Case in point: The most
recent assessment of U.S.
progress on nanotechnology development, released on April 27 by the President's
Council of Advisors on Science and Technology.
The Council's job is to review,
biannually, the work of the National Nanotechnology Initiative. The NNI is responsible
for coordinating the activities of 15 federal agencies that distribute
government money for nanotech research and development. So far some $18 billion
has been handed out in order to promote, as the Council of Advisors
put it, "rapid advancement of nanoscience and technology toward
commercialization."
Four years ago, the National Academies of Science unleashed a blistering attack on the NNI, accusing it of failing to adequately investigate whether the nano technologies it was backing posed significant threats to public health and safety.
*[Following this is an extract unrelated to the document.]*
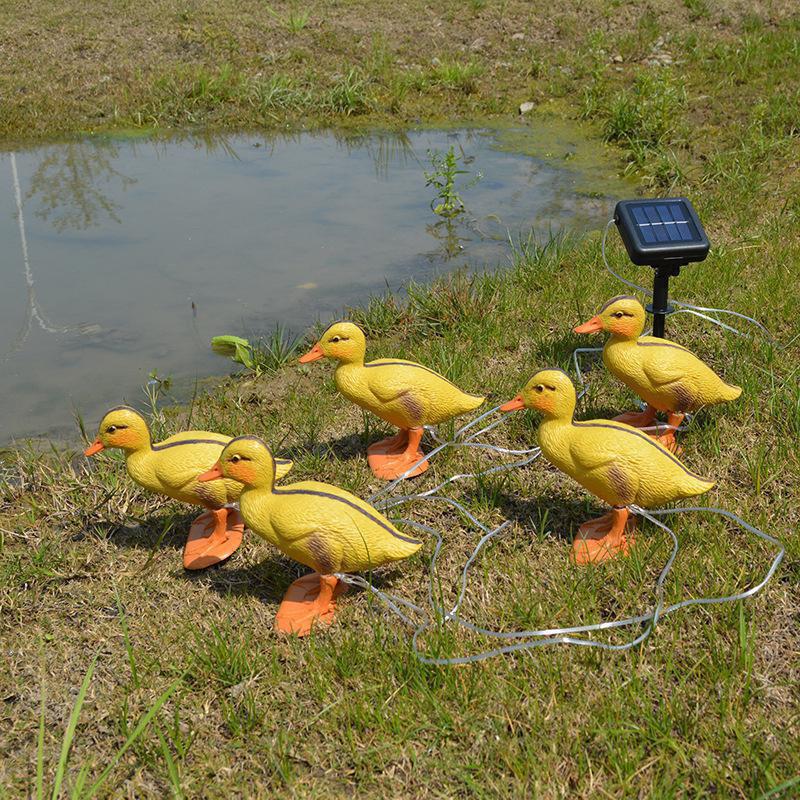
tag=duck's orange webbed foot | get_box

The
Academies repeated those criticisms, less harshly, last January, in the process
issuing their own proposal for a "research and a scientific infrastructure" that would provide
the necessary oversight.
It's clear that the NNI
hasn't ignored the tongue-lashing it received from the National Academies. According
to the Council of Advisors report, NNI funding for health and safety research has
increased from $35 million in 2005 to the $105 million requested for fiscal year 2013. This increase was
"appropriate, even necessary,"
the Council says, to correct a "significant imbalance" between
research directed toward new applications versus research directed toward assessing
and preventing risk.
Nonetheless, the Council's
assessment also says it is "concerned" that the NNI's 2013 request for
research on health and safety represents only a "modest" increase over
the $103 million budgeted for 2012. The Council adds that, in any case, whatever
information has been collected on the safety of nanotechnology materials isn't
getting to the policy makers responsible for managing potential risks.
What the Council's report
doesn't mention is that the $103 million allocated by the NNI for health and
safety research in 2012 represents slightly less than 6 per cent of its total
budget.
Oh, and the press? Google
and individual site searches turn up no mention whatsoever of the Council of Advisors report in any national news organ, including the New York Times, the Washington Post, or the Los
Angeles Times. Not surprisingly, survey results suggest the public hasn't registered any particular concern about
nano tech, either.
Perhaps in an effort to underscore that it's on the case, the report
of the President's Council of Advisors carries an appendix dedicated to "Nanotechnology-Related Environment, Health, and Safety Research." Again, though, what it says, in essence, is
that we really should be getting a handle on this thing before it blows up in
our faces.
"As new modes of
manufacturing are developed and explored," the appendix begins,
the
need to address occupational health and safety issues will take on even greater
urgency. Efforts to address workplace safety issues are limited by the lack of
research, lack of rigorous information about the identity and demographics of
the workforce, and by current practices and attitudes of employers towards
workplace risk issues.
A recent survey on these
issues found, the appendix says, that 59 percent of American nanotechnology
companies have ignored government recommendations to monitor their workplaces
for nanoparticles. By that I assume it means stray nanoparticles escaping
whatever controlled environment they're meant to be contained in. The same survey
"revealed a number of other attitudes and practices that demonstrate
little progress since the publication of an earlier industry survey performed
in 2007."
Given the lack of precautions
being exercised by those actively engaged in developing nano technologies, the
President's Council suggests it's "critical" that appropriate federal
agencies "engage" with companies to "increase their awareness of
and ability to use the latest knowledge and guidance being generated on this
topic." And how should this engagement proceed? In a
"non-regulatory capacity," of course!
That the President's advisors
would go out of their way to specify that whatever official oversight is exercised in pursuit of nano tech safety should be conducted in a "non-regulatory capacity" tells
you that industry has a free hand, pretty much, to explore and exploit nano
tech as it sees fit. Willingly or not, we'll all be going along for the ride.
©Doug Hill, 2012
May 7, 2012
Talking Technology!™
A
good news/bad news dispatch from Japan:
The bad news: According to
the Wall Street Journal, some 75,000 citizens who were forced to evacuate their communities in the wake of the Fukushima nuclear meltdowns
won't be going home any time soon. The government's minister of the
environment, Goshi Hosono, said recently that high levels of radiation will
likely make their towns uninhabitable for another twenty years, at least.
The
good news: Since the evacuated towns aren't being used by human beings at the
moment, Hosono thinks they'll make ideal storage facilities for radioactive
fuel rods.
Autonomy continued: Technology or Capitalism?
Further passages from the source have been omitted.